This is new...
And now I can add to it. Thanks to the wonders of wireless routers, which now largely blanket my department and much of my campus in juicy broadband, I am actually blogging while administering a test to my undergraduates. No, seriously.
It's an interesting experience, actually. I'm about four feet away from the front row- specifically, from my student Jeanne* who appears to be feeling the strain, but is not freaking out. I'm pleased because she's quite studious and doesn't need to freak out. This is in stark contrast to Margaret over yonder, who is plenty bright but, apparently, refuses to study or attend class. Obviously, this calls her brightness into question, I know.
This is always an interesting time for me and my students. On the one hand, tests are usually times when I can get random things accomplished that don't require my full attention- you know like blogging. This is somewhat relaxing for me. On the other hand, while my students generally seem to find me to be approachable and friendly, they often describe my tests as being less pleasant experiences. As a result, they get anxious and, seeing as how I can sense that, it makes me a little anxious too. I usually spend the class period half out of my mind with worry that I made it too easy, or too hard, or too complex, or too long, or even that it's littered with typos. So, really, testing is an ordeal for us all. For my students it begins days before the exam and finishes in class. For me, it begins during the exam and ends days later when I finish grading. And ironically, despite all of the conflict between instructors and students, we really do go through the same agony around test time.

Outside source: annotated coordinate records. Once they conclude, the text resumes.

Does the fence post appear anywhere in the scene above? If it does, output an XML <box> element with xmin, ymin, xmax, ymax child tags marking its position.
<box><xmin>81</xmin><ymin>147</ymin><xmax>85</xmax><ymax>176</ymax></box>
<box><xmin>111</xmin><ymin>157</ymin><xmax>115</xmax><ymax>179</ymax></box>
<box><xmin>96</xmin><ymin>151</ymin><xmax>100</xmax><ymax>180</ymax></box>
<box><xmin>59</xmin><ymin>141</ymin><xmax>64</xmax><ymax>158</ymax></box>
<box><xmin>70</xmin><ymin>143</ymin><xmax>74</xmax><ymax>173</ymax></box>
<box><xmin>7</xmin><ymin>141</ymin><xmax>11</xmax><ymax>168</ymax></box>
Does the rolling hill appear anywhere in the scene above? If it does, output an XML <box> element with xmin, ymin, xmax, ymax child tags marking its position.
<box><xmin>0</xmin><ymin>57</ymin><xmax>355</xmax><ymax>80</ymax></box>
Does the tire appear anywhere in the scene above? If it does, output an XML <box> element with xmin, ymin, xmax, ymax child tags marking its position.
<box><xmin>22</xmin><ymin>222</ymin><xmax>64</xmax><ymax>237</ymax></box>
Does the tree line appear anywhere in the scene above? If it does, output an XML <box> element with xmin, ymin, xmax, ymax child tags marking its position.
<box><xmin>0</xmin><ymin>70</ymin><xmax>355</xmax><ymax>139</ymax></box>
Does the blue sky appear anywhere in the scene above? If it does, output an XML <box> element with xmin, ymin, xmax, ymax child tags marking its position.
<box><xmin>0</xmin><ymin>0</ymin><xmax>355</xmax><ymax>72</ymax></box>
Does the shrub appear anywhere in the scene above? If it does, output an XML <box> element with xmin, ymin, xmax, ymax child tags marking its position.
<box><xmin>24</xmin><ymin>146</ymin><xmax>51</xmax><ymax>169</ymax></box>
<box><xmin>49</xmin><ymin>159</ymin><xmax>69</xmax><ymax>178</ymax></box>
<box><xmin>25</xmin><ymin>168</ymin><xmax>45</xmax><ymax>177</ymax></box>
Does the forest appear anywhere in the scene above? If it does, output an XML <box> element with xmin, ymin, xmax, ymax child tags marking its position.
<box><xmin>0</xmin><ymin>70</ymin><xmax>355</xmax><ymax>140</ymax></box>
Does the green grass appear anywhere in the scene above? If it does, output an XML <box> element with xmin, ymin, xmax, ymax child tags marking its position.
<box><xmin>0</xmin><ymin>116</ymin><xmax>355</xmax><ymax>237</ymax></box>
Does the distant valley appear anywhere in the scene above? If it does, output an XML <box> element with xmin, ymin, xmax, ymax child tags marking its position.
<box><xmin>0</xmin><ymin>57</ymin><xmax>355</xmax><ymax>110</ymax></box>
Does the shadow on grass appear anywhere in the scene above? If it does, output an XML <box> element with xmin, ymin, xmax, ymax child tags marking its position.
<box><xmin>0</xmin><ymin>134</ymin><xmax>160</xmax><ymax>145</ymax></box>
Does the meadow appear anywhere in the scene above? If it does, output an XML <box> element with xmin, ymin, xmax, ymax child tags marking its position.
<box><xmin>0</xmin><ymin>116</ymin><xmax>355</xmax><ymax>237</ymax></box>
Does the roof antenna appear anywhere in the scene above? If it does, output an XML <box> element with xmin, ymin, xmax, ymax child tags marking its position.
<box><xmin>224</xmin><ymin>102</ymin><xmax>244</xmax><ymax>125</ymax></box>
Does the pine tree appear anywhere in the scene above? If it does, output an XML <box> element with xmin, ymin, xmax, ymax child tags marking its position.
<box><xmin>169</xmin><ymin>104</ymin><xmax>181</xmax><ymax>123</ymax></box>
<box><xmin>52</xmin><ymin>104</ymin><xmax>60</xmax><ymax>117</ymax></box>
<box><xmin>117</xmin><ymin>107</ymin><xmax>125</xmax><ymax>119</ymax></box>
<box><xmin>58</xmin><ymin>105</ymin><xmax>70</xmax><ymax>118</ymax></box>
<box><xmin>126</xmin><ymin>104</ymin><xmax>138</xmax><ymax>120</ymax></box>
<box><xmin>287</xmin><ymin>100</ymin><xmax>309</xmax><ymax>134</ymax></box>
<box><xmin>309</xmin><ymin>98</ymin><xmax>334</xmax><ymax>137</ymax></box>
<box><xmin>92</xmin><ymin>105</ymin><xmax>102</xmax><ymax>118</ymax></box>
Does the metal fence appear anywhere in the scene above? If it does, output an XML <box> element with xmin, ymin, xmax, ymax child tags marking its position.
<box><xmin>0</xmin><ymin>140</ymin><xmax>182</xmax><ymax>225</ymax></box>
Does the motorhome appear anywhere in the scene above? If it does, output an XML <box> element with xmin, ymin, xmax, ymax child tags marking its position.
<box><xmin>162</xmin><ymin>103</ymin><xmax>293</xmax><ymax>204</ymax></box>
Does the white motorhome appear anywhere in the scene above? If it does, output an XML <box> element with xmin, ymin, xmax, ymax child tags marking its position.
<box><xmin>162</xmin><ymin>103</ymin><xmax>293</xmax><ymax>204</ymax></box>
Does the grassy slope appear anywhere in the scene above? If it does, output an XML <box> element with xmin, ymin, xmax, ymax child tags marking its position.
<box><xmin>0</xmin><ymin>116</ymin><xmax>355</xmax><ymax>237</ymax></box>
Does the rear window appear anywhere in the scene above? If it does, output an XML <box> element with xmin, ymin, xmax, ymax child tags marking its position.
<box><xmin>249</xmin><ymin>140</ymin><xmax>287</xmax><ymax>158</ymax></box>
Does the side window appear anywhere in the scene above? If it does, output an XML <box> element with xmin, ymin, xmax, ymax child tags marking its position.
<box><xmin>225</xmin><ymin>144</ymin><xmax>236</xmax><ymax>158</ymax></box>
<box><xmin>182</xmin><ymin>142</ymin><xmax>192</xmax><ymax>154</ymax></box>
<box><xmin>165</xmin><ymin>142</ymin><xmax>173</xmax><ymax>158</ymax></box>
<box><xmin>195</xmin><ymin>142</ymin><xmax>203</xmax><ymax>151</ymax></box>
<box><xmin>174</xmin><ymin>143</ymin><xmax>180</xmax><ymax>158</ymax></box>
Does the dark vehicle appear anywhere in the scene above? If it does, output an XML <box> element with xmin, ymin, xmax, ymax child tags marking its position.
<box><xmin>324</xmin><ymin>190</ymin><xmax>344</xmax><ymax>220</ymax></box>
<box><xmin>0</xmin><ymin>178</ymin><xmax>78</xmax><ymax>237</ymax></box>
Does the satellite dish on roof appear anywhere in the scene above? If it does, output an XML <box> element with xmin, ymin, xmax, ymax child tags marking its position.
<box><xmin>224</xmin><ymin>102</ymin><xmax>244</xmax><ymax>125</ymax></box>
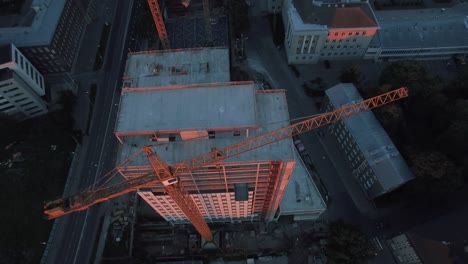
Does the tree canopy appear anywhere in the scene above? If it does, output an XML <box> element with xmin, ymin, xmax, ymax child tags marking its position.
<box><xmin>375</xmin><ymin>60</ymin><xmax>468</xmax><ymax>196</ymax></box>
<box><xmin>326</xmin><ymin>221</ymin><xmax>375</xmax><ymax>264</ymax></box>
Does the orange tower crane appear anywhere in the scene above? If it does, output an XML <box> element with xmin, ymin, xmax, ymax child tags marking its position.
<box><xmin>44</xmin><ymin>87</ymin><xmax>408</xmax><ymax>241</ymax></box>
<box><xmin>148</xmin><ymin>0</ymin><xmax>171</xmax><ymax>49</ymax></box>
<box><xmin>148</xmin><ymin>0</ymin><xmax>213</xmax><ymax>49</ymax></box>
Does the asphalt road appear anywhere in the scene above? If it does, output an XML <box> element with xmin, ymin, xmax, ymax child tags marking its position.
<box><xmin>246</xmin><ymin>17</ymin><xmax>394</xmax><ymax>264</ymax></box>
<box><xmin>47</xmin><ymin>0</ymin><xmax>133</xmax><ymax>263</ymax></box>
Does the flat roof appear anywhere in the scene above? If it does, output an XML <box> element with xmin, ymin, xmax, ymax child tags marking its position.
<box><xmin>165</xmin><ymin>16</ymin><xmax>229</xmax><ymax>49</ymax></box>
<box><xmin>118</xmin><ymin>89</ymin><xmax>326</xmax><ymax>215</ymax></box>
<box><xmin>0</xmin><ymin>0</ymin><xmax>66</xmax><ymax>47</ymax></box>
<box><xmin>280</xmin><ymin>150</ymin><xmax>326</xmax><ymax>216</ymax></box>
<box><xmin>0</xmin><ymin>44</ymin><xmax>13</xmax><ymax>65</ymax></box>
<box><xmin>289</xmin><ymin>0</ymin><xmax>377</xmax><ymax>29</ymax></box>
<box><xmin>375</xmin><ymin>3</ymin><xmax>468</xmax><ymax>49</ymax></box>
<box><xmin>118</xmin><ymin>91</ymin><xmax>295</xmax><ymax>166</ymax></box>
<box><xmin>124</xmin><ymin>47</ymin><xmax>231</xmax><ymax>87</ymax></box>
<box><xmin>115</xmin><ymin>82</ymin><xmax>257</xmax><ymax>134</ymax></box>
<box><xmin>325</xmin><ymin>83</ymin><xmax>414</xmax><ymax>190</ymax></box>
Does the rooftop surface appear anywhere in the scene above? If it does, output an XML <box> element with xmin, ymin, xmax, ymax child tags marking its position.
<box><xmin>166</xmin><ymin>16</ymin><xmax>228</xmax><ymax>49</ymax></box>
<box><xmin>0</xmin><ymin>45</ymin><xmax>13</xmax><ymax>65</ymax></box>
<box><xmin>124</xmin><ymin>48</ymin><xmax>230</xmax><ymax>87</ymax></box>
<box><xmin>289</xmin><ymin>0</ymin><xmax>377</xmax><ymax>29</ymax></box>
<box><xmin>0</xmin><ymin>0</ymin><xmax>36</xmax><ymax>28</ymax></box>
<box><xmin>119</xmin><ymin>87</ymin><xmax>288</xmax><ymax>166</ymax></box>
<box><xmin>118</xmin><ymin>88</ymin><xmax>325</xmax><ymax>214</ymax></box>
<box><xmin>325</xmin><ymin>83</ymin><xmax>414</xmax><ymax>190</ymax></box>
<box><xmin>375</xmin><ymin>3</ymin><xmax>468</xmax><ymax>49</ymax></box>
<box><xmin>0</xmin><ymin>68</ymin><xmax>13</xmax><ymax>82</ymax></box>
<box><xmin>280</xmin><ymin>150</ymin><xmax>326</xmax><ymax>220</ymax></box>
<box><xmin>116</xmin><ymin>82</ymin><xmax>257</xmax><ymax>133</ymax></box>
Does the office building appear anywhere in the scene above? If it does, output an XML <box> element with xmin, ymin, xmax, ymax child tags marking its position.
<box><xmin>0</xmin><ymin>0</ymin><xmax>95</xmax><ymax>74</ymax></box>
<box><xmin>115</xmin><ymin>48</ymin><xmax>326</xmax><ymax>224</ymax></box>
<box><xmin>387</xmin><ymin>233</ymin><xmax>456</xmax><ymax>264</ymax></box>
<box><xmin>322</xmin><ymin>83</ymin><xmax>414</xmax><ymax>199</ymax></box>
<box><xmin>0</xmin><ymin>45</ymin><xmax>47</xmax><ymax>121</ymax></box>
<box><xmin>365</xmin><ymin>3</ymin><xmax>468</xmax><ymax>61</ymax></box>
<box><xmin>282</xmin><ymin>0</ymin><xmax>379</xmax><ymax>64</ymax></box>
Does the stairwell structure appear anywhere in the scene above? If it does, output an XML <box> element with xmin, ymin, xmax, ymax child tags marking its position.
<box><xmin>115</xmin><ymin>48</ymin><xmax>326</xmax><ymax>224</ymax></box>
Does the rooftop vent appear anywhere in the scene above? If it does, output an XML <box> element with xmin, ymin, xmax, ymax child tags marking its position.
<box><xmin>149</xmin><ymin>63</ymin><xmax>163</xmax><ymax>75</ymax></box>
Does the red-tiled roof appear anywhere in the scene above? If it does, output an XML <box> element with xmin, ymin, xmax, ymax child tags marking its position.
<box><xmin>331</xmin><ymin>7</ymin><xmax>377</xmax><ymax>28</ymax></box>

I joke about undergrads from time to time... sometimes harshly... but the truth is, I really like my students. Guys, if any of you ever read this, please know that a lot of your instructors (including me) really like you. Some classes we may even love. We often sweat bullets watching you trying to answer questions and feel miserable when we see you answering the wrong thing.
Hang in there. We're on your side, even if it doesn't always seem like it.
* Names changed to protect the innocent.